John Oliver - Arming Teachers

MilkmanDan says...

Excellent.

"The problem is that very dangerous people have very easy access to very dangerous weapons."

So, there's 3 issues there. Address any ONE of the three, and things would get better. Maybe not "job done" better, but better. Take moderate, corrective steps on all three, and we'd be MUCH better off.

1) Dangerous people. How could we take dangerous people out of the equation? Background checks. Licensing. Revoking gun ownership privileges for convicts and people diagnosed with mental health problems.

2) Easy access. What could we do better to sensibly and fairly restrict access to firearms? Well, lets see ... fucking anything stands a better chance of working than the nothing that we're doing now. So again, background checks, licensing, registration. Enforcement of said requirements.

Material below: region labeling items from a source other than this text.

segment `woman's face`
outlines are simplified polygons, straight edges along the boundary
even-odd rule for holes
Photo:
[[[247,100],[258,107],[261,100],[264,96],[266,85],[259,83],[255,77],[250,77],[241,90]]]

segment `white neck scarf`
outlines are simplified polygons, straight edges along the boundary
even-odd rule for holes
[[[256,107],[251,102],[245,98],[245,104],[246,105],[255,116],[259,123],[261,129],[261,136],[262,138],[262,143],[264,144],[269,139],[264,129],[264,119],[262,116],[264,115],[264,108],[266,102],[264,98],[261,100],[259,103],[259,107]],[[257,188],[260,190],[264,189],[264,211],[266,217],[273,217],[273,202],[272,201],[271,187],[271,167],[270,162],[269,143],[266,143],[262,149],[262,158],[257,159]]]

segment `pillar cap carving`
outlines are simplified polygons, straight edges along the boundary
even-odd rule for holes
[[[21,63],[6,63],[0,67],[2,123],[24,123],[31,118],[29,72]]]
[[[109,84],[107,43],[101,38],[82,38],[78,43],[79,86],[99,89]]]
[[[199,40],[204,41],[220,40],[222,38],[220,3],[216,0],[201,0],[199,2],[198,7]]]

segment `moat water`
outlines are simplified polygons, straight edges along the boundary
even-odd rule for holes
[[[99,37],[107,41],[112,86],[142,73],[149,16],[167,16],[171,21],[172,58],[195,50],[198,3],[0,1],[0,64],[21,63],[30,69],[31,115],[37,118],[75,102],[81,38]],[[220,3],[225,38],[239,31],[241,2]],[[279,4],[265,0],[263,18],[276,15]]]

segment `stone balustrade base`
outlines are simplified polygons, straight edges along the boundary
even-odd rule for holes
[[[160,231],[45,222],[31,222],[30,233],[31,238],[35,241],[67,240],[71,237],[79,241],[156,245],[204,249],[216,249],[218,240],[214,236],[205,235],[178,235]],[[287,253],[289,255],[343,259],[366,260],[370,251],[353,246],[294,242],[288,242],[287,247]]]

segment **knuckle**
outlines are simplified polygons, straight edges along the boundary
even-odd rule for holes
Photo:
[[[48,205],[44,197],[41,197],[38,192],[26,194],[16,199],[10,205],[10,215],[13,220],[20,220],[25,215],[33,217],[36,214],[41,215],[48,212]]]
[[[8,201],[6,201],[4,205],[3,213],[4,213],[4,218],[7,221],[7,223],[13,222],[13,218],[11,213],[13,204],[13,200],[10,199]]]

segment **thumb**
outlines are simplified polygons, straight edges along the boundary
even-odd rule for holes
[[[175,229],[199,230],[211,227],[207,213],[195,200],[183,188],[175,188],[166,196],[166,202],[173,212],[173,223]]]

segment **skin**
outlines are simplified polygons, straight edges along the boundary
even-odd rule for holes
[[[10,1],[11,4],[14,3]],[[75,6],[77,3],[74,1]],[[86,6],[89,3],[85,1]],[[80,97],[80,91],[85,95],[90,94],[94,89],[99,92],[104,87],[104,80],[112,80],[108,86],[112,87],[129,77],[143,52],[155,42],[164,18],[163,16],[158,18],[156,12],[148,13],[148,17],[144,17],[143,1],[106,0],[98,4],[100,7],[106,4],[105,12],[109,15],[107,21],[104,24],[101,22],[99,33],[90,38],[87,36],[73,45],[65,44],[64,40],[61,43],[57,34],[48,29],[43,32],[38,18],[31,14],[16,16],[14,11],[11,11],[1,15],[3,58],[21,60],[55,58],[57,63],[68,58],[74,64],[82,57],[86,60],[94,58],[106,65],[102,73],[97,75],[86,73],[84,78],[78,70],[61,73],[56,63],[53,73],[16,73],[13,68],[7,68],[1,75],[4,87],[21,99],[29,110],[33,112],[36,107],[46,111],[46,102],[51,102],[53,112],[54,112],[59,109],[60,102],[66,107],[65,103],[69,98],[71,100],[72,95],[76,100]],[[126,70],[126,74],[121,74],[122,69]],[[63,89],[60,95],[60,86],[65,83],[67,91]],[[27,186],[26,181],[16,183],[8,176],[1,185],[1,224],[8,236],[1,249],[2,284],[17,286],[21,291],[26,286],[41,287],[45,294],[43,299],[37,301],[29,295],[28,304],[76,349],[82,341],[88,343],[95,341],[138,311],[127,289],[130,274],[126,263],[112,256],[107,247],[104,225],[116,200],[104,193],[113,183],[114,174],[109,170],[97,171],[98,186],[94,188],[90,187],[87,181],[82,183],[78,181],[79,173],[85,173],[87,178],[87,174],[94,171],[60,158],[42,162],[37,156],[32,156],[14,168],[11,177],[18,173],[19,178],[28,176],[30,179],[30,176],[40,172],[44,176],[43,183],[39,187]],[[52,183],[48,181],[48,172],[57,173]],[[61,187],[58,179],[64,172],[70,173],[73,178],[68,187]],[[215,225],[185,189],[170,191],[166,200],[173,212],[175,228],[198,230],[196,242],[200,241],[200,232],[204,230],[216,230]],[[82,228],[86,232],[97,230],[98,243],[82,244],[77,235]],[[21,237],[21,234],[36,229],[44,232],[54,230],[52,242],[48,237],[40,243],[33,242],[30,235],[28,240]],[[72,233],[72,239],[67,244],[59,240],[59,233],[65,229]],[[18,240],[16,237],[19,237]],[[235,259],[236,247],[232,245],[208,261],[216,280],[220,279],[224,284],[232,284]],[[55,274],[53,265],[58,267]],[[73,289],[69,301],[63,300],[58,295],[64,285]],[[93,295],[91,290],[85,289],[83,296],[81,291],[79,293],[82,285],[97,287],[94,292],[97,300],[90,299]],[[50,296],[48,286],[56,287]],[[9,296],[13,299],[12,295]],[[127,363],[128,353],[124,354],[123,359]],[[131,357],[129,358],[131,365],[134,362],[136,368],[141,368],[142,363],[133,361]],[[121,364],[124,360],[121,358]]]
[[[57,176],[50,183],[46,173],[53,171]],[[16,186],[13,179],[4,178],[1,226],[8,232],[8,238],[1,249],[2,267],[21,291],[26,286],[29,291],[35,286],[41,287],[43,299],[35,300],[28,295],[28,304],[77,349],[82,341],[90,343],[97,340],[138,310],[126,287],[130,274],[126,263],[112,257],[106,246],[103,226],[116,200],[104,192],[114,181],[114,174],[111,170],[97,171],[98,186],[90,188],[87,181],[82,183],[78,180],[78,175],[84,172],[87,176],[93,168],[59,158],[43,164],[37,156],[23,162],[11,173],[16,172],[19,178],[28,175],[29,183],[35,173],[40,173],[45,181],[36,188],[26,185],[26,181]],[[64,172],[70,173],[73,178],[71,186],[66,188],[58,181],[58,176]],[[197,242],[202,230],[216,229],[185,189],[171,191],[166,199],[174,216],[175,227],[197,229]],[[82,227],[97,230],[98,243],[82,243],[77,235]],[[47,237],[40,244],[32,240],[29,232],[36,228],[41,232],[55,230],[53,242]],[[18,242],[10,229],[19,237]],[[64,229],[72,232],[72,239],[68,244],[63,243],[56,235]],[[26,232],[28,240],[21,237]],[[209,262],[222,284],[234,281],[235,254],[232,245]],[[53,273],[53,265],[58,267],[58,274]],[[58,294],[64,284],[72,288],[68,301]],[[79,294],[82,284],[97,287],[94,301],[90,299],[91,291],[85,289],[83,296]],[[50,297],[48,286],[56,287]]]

3) Dangerous weapons. I think a legitimate criticism of "the left"s typical stance on gun control is that they might be a bit TOO focused on this one.
There is some core truth to the NRA harping "guns don't kill people, people kill people." If a murderous psycho decides that they want to kill a bunch of people, they can find ways of doing it that don't necessarily require guns.
However, it is also true that easy access to weapons designed for war can escalate the degree of tragedy quickly.

Basically, this one and #2 are a trade-off. Bolt action rifles and shotguns might be OK with fewer restrictions. Semi-automatic? High capacity? Doesn't it make sense at some point to at least be a bit careful about who we allow unfettered access to these things?


Trump's parroting of the NRA plan to put MORE guns in schools would be laugh out loud stupid if it wasn't guaranteed to end in tragedy rather than comedy. I can't fathom how anyone, even the nuttiest of gun nuts, could think that is a good idea. And I'm actually rather pro-gun. But, c'mon ... some limitations and restrictions just make obvious sense.

A car is a much better and more legitimate general-purpose "tool" than a firearm. But improper use is dangerous and potentially deadly, so we take some common sense steps to try to limit that. Want to drive? Get a license. Pass a safety test. Pass physical and medical tests to show that you are capable of controlling the vehicle. Periodically re-test to stay current. And, expect to LOSE your license if you drive irresponsibly (drunk, moving violations, etc.).

I don't think those are unfair requirements to be granted the privilege of a license to drive a motor vehicle. To me anybody that has a proper respect for the utility of a firearm, and also a respect for the damage that improper use of firearms can do, should be in favor of sensible restrictions and limitations placed on the privilege of being allowed to own and use a firearm, just like we accept for cars.